After a five-year legal battle with the SEC, XRP takes a significant step forward.

A significant step forward, including joining an organized trading ETF in the United States. Recent developments represent a critical turning point for both Ripple and the digital asset.

End of 5 years of struggle with the SEC

Last month, Ripple confirmed its withdrawal of its mutual appeal in the SEC case. The legal dispute, which began in 2020, focuses on whether XRP was offered as unregistered securities. The recent withdrawal confirms the end of one of the most prominent cryptocurrency cases in the United States.

Related topics: SEC vs. Ripple: How is this settlement process progressing?

Brad Garlinghouse, the CEO of Ripple, shared on social media that the company is now focusing on what matters most, which includes building the Internet of Value.

In his commentary on the latest ruling by Judge Torres, Stuart Alderoty, Chief Legal Officer, confirmed that the legal status of XRP remains unchanged. Notably, XRP received regulatory clarification from the court in 2023, and the SEC did not challenge this ruling.

XRP joins an organized spot trading exchange fund

While legal proceedings are slow, XRP is making progress on another front. On July 1, the SEC approved the application to convert its large-cap digital asset fund (GDLC) into a spot trading ETF. The fund holds Bitcoin (80.4%), Ethereum (11.15%), XRP (4.8%), Solana, and Cardano.

The ETF is now listed on the NYSE Arca and manages assets worth nearly $755 million.

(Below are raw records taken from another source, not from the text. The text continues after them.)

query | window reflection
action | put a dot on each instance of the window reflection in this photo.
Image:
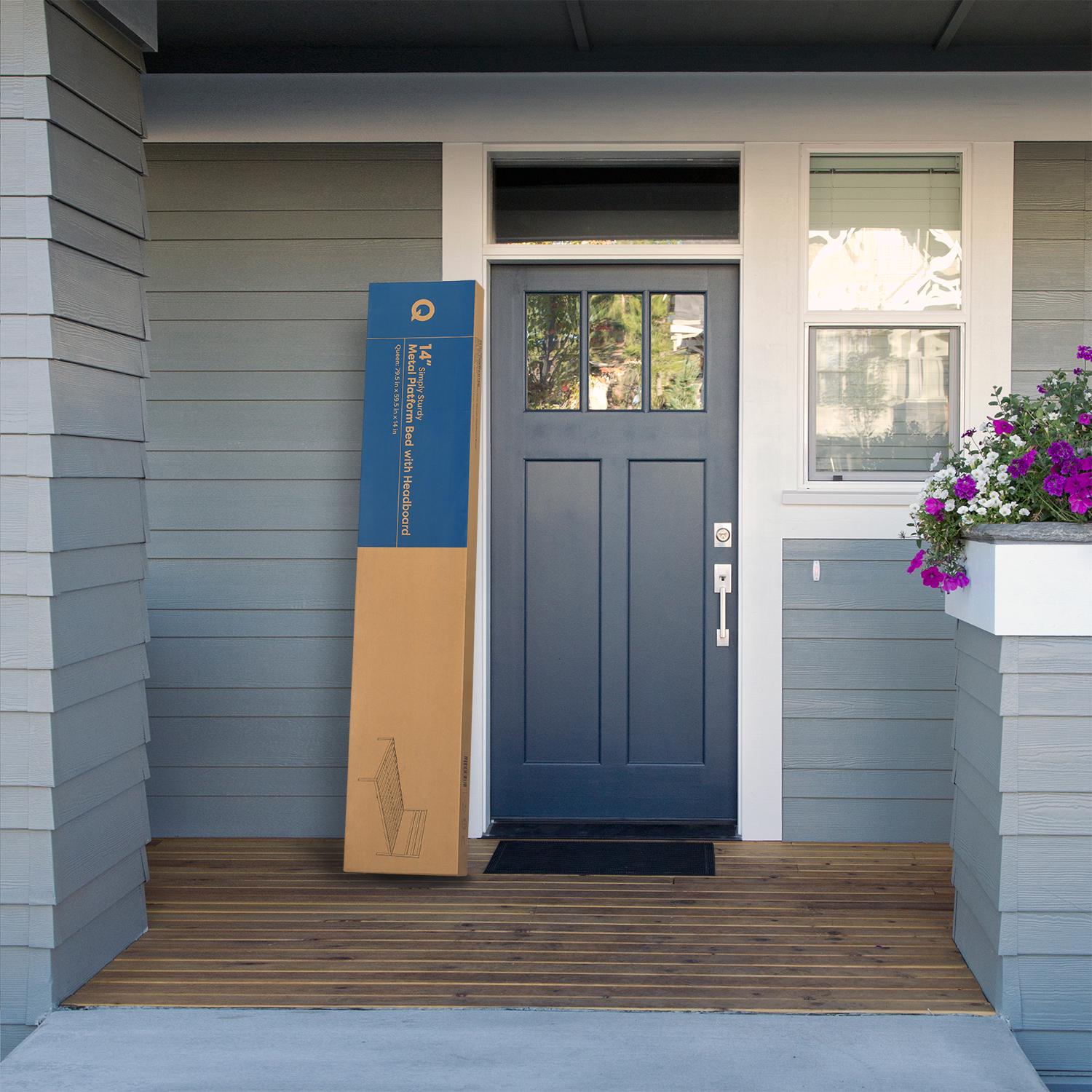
(885, 233)
(678, 351)
(882, 399)
(553, 336)
(614, 351)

This is the first time XRP has been directly listed in an organized spot trading ETF, representing a significant achievement for this asset and broader acceptance in institutional finance.

Price action shows limited reaction

Despite positive legal and institutional developments, market reaction to XRP remains limited. The currency briefly rose to $2.30 following Ripple's withdrawal from the appeal, but quickly retraced to trade near $2.22.

Technical indicators show XRP trading within a symmetrical triangle pattern for several months. Major resistance remains between $2.30 and $2.35, an area that has caused repeated rejections. XRP needs to break through the resistance area between $2.26 and $2.28 to push towards $2.34 or $2.40. Closing below $2.20 could lead to declines towards $2.06 or lower.

What is the future of XRP?

While Ripple's lawsuit against the U.S. Securities and Exchange Commission (SEC) is nearing its conclusion, the future of XRP may depend more on market structure and institutional adoption than legal outcomes. The SEC is currently reviewing nearly 10 spot ETF applications for XRP from major companies like Grayscale and Franklin Templeton.

Related: Ripple's legal exit triggers a sharp rise in XRP's price, but will it maintain its gains?

Given that XRP is in the newly approved GDLC ETF, analysts believe that the approval of the independent XRP ETF is a matter of time. The SEC's deadline for approval is the fourth quarter of October 2025.